In order to find out if staff members are neglecting their training, you should measure the amount of time spent in training environments and how many charts your staff members have abstracted through your EMR, if possible. That shouldn't be difficult, Mr. Smith says. "It's less hard to see the measures and more hard to have the discipline to do something about it," he says. "You have to hold people accountable, and we had a couple of cases where we had to strongly deal with situations where folks weren't cooperating."

Mr. Reese echoes the point that it's easy to tell if medical staff members are completing the training. "Before you go live, you need to find out whether your medical staff is ready, and you don't want to ask them," he says. "Instead, look at the names of doctors who have been to training classes. Look at whether they've built their personal preference in the system. Look at how many doctors are practicing in the system."

3. Create a training environment that will make your physicians comfortable.
Physicians need a way to learn without feeling embarrassed, Mr. Smith says. "Their role is one of authority, and they're using to being the expert. This resets everybody to zero, and you've got to contemplate ways to address their learning difficulties if that becomes a sensitive issue." He says this problem can be addressed with one-on-one training or a mentoring session with someone the physician knows personally.

Mr. Reese says it helps to offer a variety of trainings to make sure you target the different learning styles of your medical staff. In retrospect, he says he would offer more computer-based training courses. When Sentara rolled out its first hospital, the system offered a lot of classroom training, but by the time the sixth hospital was ready to roll out, "word hadn't gotten around that CPT training worked for a lot of people," he says.

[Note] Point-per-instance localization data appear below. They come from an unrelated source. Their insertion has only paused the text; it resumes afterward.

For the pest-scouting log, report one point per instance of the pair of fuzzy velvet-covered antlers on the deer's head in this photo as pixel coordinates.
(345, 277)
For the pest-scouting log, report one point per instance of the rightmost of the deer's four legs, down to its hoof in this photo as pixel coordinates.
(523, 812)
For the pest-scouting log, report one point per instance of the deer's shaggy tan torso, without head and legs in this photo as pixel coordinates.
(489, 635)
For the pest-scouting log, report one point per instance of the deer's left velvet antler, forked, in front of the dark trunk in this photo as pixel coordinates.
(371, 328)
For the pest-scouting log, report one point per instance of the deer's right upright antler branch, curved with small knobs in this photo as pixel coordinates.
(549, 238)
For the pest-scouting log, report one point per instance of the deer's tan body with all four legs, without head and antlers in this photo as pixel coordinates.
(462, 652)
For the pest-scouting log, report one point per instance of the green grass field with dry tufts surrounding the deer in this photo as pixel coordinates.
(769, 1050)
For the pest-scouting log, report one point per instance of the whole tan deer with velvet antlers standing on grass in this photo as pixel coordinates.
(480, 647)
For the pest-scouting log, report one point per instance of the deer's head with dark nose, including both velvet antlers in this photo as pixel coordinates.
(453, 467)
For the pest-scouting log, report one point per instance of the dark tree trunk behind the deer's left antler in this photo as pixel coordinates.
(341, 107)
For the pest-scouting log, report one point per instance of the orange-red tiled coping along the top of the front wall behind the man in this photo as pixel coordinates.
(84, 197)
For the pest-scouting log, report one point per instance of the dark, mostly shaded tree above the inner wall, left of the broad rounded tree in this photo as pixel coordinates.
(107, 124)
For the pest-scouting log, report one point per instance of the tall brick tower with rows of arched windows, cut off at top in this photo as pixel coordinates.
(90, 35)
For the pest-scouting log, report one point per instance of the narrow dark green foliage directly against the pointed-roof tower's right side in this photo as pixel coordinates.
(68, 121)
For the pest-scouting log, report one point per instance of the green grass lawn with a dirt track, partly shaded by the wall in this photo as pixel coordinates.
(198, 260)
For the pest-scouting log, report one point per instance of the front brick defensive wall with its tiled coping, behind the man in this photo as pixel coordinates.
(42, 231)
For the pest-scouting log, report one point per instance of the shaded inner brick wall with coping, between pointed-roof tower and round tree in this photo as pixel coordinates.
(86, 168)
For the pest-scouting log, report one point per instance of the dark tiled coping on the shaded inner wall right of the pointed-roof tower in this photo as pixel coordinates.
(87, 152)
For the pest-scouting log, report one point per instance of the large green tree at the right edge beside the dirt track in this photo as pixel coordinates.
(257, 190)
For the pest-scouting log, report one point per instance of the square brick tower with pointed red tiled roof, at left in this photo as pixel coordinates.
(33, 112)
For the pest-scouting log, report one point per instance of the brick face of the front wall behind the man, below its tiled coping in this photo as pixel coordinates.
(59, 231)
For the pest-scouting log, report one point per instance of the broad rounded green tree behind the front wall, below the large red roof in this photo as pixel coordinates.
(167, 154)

4. Plan to bring in a lot of man power. Mr. Smith echoes many other hospital administrators when he says on-site support is a big deal. Make room in your budget for support staff before, during and after go-live. "You've got to be prudent, and you can do things that reduce cost, but you've got to be sure to do what you have to do to produce a quality outcome," he says. "You don't want to save $10,000 over here and wind up torpedoing a $100,000 project." This means allocating money to pay for training staff — and potentially bring in more support if your medical staff is struggling post go-live. Especially if you're going live in several areas at once, "it takes a lot of man power to cover 24/7 on-site coverage for two or three weeks at a time," he says. "It's not a trivial process, and you have to also really train your hospital staff super users so they can provide support."

5. Recognize that training will continue after go-live.
Plan for lost productivity after your hospital goes live, Mr. Smith says, and let your physicians and staff members know that you recognize their difficulties. "Openly scale back their practice time, reduce their schedules and shift patients around," Mr. Smith says. "Make sure you have enough support staff at go-live and after go-live."

Mr. Reese says Sentara decided to take its physicians to around half their regular workload for two or three weeks. He says that while your processes might be jerky and slow during the transition period, your staff should be back to their normal patient load within a few weeks if they've been properly trained. "Everything slows down and then speeds back up," he says.